Trialbyfire Posted June 26, 2008 Posted June 26, 2008 It sounds like V may be right. The only time I ever heard that line it did mean there was interest in someone besides me. Add the as friends line and it gets even worse. Agree with T as well, lieing is bad regardless of how it happens. Nice pic T, yum! Haha...you must be a sorbet or gelato fan too! Very true... I now see the light.. Sorry, I guess I have this thing about lying! Hmmm...wonder why?

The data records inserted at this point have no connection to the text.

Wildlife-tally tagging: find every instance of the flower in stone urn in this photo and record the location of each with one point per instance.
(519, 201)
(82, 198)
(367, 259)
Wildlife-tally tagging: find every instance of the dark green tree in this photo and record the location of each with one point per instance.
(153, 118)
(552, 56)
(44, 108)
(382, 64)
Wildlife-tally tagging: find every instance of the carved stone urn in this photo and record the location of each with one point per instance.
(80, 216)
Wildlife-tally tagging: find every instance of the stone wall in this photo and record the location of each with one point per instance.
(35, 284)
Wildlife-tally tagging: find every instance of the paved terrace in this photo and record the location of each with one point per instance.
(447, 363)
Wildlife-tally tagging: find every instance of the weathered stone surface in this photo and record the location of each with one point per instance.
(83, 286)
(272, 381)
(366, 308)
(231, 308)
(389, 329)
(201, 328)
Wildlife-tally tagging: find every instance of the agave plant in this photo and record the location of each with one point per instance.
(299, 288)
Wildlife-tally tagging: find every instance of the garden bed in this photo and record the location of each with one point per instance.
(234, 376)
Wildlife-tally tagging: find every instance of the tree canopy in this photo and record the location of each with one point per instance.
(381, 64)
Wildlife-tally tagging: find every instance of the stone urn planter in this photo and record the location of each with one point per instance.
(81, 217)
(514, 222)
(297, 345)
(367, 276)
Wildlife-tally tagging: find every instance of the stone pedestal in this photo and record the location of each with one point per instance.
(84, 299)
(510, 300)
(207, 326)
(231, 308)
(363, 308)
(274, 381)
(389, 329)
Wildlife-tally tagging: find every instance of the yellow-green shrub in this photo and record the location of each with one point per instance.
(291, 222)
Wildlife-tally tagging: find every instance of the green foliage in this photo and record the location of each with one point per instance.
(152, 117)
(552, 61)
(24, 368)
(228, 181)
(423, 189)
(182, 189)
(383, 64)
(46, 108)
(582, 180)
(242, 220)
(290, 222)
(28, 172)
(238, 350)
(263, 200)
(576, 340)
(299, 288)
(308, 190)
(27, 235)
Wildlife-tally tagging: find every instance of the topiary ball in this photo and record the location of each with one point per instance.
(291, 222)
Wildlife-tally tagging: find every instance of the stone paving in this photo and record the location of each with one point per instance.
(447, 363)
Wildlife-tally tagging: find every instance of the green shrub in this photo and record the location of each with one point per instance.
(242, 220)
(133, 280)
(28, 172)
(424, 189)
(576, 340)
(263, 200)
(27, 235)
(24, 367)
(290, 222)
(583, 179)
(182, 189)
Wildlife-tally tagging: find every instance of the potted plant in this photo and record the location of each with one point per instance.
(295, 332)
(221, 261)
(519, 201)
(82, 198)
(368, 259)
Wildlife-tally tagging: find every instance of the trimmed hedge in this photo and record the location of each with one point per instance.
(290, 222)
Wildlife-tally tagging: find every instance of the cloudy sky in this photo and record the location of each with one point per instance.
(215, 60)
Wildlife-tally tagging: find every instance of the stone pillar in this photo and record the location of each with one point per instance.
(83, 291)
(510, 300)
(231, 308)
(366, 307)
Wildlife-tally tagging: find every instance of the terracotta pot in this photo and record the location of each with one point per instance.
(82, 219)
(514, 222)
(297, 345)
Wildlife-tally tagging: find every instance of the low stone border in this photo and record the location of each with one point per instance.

t_veron Posted June 26, 2008 Posted June 26, 2008 Age matters here. You two sound young so of course she's going to be more sensitive to it than if you were say in your mid 20s and up. If she's in her early 20s and younger and comes from a conservative background then cut her some slack. Ya she's stupid but it's kinda cute she still believes in Disney. Give her time like she said, she'll get over it. Just keep respecting her and being there for her. Don't back down though you did nothing wrong. One warning... if she's older than early 20s then run away as fast as you can from the controlling freak.
sally4sara Posted June 26, 2008 Posted June 26, 2008 Age matters here. You two sound young so of course she's going to be more sensitive to it than if you were say in your mid 20s and up. If she's in her early 20s and younger and comes from a conservative background then cut her some slack. Ya she's stupid but it's kinda cute she still believes in Disney. Give her time like she said, she'll get over it. Just keep respecting her and being there for her. Don't back down though you did nothing wrong. One warning... if she's older than early 20s then run away as fast as you can from the controlling freak. Lying by omission is wrong and breeds distrust. It comes off like "I know what you need and don't need to know" with a dash of chicken $h!t sprinkled on top. And thats at any age.
Trialbyfire Posted June 26, 2008 Posted June 26, 2008 Lying by omission is wrong and breeds distrust. It comes off like "I know what you need and don't need to know" with a dash of chicken $h!t sprinkled on top. And thats at any age. You bet! And conflict-avoidance continues to get you covered in cow poo!